All the mainstream pro-Israel organizations saw the signs of unrest in government and college campuses and made it their mission to raise the alarm. Be it through articles, public speeches, or tireless lobbying, we worked diligently to persuade the Jewish community that ‘Never Again’ was not an inevitable outcome, but a defiance of history that requires dialogue, education, and strength. The claim that the Democratic Party was descending into antisemitism was seen as ludicrous. So was the sameness of anti-Zionism as antisemitism for that matter. Some people in our community still don’t believe us. They don’t believe us when we say the United Nations mocks our existence, or that the media holds Israel to a double-standard. They believe fake news stories. They trust CNN.
They got caught up in the whirlwind of daily life, and the prospect of war seemed distant, even unthinkable, to many. In the face of skepticism, the pro-Israel groups persisted, but their efforts were met with cynicism and dismissive attitudes.
People refused to see the consequences of poorly written European border policies. They put romantic ideals over hard facts and statistics. They were embarrassed to take stands for Western principles—inexplicably siding with dictators over democracy, and ‘tolerance’ over women’s rights. They rolled their eyes at the ‘promotion of Western values’ —not seeing the solutions evident in Constitutional tenants of freedom. They infantilized the people of the Middle East and funded Palestinian UN textbooks that taught of Jewish scapegoats and suppressed autonomy. They turned their back on the people of Iran and legitimized its vicious regime. They took the position that all ways of life are equal and the inhumane oppression of peoples can be excused by ‘culture.’ They denied that systems of Capitalism are key to giving these same individuals opportunities for freedom, and instead condemned them to lives of never-ending, government-enforced, destitute poverty. They let France die. They disavowed America. They’d still abandon any ideological commitment against dictatorship or in favor of honest journalism to support PA President Mahmoud Abbas. They’d rather see the world they want to see it than work within the reality of what it is.

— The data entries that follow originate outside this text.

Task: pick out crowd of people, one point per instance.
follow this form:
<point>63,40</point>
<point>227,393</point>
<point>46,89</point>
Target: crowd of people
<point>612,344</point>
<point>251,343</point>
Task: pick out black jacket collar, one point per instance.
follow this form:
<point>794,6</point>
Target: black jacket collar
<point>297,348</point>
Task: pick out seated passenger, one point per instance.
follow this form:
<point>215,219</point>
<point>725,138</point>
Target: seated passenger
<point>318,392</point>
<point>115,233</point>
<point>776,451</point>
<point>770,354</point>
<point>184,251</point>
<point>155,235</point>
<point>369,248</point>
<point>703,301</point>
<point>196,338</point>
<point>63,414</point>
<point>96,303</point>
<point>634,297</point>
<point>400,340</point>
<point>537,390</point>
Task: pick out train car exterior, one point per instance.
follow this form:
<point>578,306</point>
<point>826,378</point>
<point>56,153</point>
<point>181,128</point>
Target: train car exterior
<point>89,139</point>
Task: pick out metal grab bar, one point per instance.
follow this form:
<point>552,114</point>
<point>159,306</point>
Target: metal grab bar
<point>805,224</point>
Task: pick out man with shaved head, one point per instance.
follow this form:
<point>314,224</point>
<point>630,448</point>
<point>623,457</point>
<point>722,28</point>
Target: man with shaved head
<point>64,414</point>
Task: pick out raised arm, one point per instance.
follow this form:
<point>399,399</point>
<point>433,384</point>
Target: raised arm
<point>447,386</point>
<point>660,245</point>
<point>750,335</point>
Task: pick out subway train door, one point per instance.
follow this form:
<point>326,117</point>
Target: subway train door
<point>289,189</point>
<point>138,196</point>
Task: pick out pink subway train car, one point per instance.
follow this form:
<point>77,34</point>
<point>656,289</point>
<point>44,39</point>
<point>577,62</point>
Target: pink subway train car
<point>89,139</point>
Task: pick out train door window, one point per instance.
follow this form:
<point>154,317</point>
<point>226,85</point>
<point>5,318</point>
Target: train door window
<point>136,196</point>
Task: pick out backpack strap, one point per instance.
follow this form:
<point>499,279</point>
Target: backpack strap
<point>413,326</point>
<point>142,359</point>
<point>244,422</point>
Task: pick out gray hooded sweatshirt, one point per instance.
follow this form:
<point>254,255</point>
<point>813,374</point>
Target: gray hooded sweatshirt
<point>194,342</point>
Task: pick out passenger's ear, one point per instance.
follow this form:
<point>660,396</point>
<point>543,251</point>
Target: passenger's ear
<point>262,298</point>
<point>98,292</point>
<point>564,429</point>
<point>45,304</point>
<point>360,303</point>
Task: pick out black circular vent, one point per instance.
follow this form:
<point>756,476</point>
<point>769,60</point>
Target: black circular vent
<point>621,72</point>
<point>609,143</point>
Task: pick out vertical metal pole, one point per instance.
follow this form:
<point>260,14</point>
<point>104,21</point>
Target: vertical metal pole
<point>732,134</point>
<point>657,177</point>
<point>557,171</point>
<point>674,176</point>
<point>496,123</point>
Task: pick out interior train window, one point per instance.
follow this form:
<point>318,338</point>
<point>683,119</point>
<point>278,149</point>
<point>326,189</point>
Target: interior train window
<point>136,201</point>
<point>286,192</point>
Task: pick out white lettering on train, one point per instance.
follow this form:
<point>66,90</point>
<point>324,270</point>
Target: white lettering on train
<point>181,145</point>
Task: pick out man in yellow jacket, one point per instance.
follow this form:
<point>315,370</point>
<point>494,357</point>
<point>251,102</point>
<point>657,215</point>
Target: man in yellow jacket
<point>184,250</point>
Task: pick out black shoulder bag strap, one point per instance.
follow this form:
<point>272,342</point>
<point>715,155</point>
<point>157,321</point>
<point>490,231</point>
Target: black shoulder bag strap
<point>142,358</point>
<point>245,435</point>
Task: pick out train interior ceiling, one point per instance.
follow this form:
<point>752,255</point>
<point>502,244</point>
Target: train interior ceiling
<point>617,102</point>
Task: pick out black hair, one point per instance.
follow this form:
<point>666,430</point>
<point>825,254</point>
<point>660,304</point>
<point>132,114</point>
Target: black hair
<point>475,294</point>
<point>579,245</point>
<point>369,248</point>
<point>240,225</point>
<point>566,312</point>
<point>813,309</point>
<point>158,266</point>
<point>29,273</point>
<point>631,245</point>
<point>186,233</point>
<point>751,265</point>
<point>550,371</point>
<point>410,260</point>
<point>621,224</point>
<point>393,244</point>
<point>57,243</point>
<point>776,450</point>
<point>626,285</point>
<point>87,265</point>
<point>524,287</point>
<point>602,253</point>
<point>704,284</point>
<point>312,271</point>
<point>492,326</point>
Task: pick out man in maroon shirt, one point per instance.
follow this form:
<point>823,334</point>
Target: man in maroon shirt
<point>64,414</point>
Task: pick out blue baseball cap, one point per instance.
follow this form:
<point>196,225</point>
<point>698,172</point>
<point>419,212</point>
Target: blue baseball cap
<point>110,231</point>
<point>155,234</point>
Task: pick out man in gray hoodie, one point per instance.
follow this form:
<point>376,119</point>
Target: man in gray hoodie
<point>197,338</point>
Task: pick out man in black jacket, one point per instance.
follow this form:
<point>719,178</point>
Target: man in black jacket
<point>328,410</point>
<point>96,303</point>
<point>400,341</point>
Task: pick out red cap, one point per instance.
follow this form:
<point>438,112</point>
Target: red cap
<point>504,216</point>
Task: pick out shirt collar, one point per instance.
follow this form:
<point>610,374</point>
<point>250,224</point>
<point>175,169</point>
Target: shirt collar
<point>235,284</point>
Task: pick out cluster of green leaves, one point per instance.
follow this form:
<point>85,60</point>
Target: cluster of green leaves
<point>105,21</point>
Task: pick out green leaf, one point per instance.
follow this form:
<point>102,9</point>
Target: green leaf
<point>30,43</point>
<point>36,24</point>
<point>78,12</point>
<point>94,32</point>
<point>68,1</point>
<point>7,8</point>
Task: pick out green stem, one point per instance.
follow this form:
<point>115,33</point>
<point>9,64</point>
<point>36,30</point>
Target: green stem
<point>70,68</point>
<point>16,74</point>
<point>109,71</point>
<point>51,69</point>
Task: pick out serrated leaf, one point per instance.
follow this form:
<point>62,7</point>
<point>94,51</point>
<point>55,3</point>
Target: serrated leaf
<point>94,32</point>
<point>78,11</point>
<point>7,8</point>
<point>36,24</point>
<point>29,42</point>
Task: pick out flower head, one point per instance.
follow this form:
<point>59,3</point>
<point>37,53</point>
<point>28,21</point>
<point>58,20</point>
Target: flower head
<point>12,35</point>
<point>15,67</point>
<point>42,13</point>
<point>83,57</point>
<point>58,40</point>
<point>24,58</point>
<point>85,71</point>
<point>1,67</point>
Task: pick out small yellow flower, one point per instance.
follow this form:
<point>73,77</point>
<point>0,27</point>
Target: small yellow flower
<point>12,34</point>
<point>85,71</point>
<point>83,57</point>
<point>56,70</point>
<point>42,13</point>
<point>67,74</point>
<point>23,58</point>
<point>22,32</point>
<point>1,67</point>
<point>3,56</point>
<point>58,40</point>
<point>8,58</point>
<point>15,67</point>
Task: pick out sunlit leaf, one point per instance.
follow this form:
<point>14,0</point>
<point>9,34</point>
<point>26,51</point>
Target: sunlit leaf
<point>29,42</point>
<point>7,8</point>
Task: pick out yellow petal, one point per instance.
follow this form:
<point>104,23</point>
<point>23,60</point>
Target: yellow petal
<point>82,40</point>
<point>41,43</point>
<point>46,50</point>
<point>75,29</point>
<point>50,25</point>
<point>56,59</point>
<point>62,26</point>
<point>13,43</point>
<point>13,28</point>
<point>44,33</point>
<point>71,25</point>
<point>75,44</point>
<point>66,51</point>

The “I told you so” moment is not a moment of pride—it is a moral dilemma. Does one use it as an opportunity to cast blame and make others feel the weight of their inaction? Or does one stress compassion? We are torn between the desire to hold those responsible accountable and the understanding that the time for accountability is now secondary to the urgent need for action and security.
The story of Jewish history serves as a poignant reminder of the importance of listening to those who raise their voices against impending disasters. It also challenges us to consider our response when they are vindicated.
I want to use this rare window to address members of our community who are rethinking their stances. The Jews who have donated to J Street (watch the J Street Challenge movie here and consider the Congress members it supports). Those who have contributed to international agencies for Palestinians without any oversight or transparency for how those funds are being used. The board members of expressly anti-Israel universities.
The best time to act was yesterday. The next best time to act is today.